- Turret Peak Location within Wyoming Turret Peak Location within the United States

Highest point
- Elevation: 13,600 ft (4,100 m)
- Prominence: 600 ft (180 m)
- Coordinates: 43°09′53″N 109°37′08″W﻿ / ﻿43.16472°N 109.61889°W

Geography
- Location: Fremont County, Wyoming, U.S.
- Parent range: Wind River Range
- Topo map: USGS Fremont Peak North

Climbing
- First ascent: 1924 by Carl Blaurock and Albert Ellingwood

= Turret Peak (Wyoming) =

Mountain in the state of Wyoming

Turret Peak is the sixth-highest peak (tied with Doublet Peak) in the U.S. state of Wyoming and the fifth-highest in the Wind River Range.

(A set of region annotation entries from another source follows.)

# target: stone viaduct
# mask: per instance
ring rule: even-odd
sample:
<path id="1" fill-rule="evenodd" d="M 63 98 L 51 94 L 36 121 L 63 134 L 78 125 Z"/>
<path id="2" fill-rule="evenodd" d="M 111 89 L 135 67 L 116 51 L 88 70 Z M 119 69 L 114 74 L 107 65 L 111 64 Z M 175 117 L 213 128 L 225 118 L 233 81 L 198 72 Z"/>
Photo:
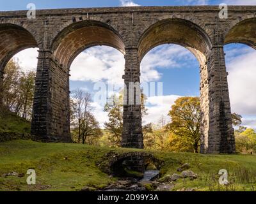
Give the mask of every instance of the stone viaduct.
<path id="1" fill-rule="evenodd" d="M 15 54 L 38 47 L 31 133 L 44 142 L 68 142 L 69 69 L 81 52 L 95 45 L 122 52 L 129 88 L 129 82 L 140 82 L 140 62 L 150 49 L 180 45 L 200 64 L 201 152 L 233 153 L 223 45 L 256 48 L 256 6 L 228 6 L 224 19 L 219 12 L 218 6 L 78 8 L 37 10 L 35 19 L 28 19 L 27 11 L 0 11 L 0 79 Z M 124 106 L 122 146 L 143 147 L 140 105 Z"/>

The Dinwoody Glacier is located on the northwest slope of the mountain, while the Helen Glacier is to the south. Turret Peak is estimated to be between 13606 to 13646 ft high.

==Hazards==

Encountering bears is a concern in the Wind River Range. There are other concerns as well, including bugs, wildfires, adverse snow conditions and nighttime cold temperatures.

Importantly, there have been notable incidents, including accidental deaths, due to falls from steep cliffs (a misstep could be fatal in this class 4/5 terrain) and due to falling rocks, over the years, including 1993, 2007 (involving an experienced NOLS leader), 2015 and 2018. Other incidents include a seriously injured backpacker being airlifted near SquareTop Mountain in 2005, and a fatal hiker incident (from an apparent accidental fall) in 2006 that involved state search and rescue. The U.S. Forest Service does not offer updated aggregated records on the official number of fatalities in the Wind River Range.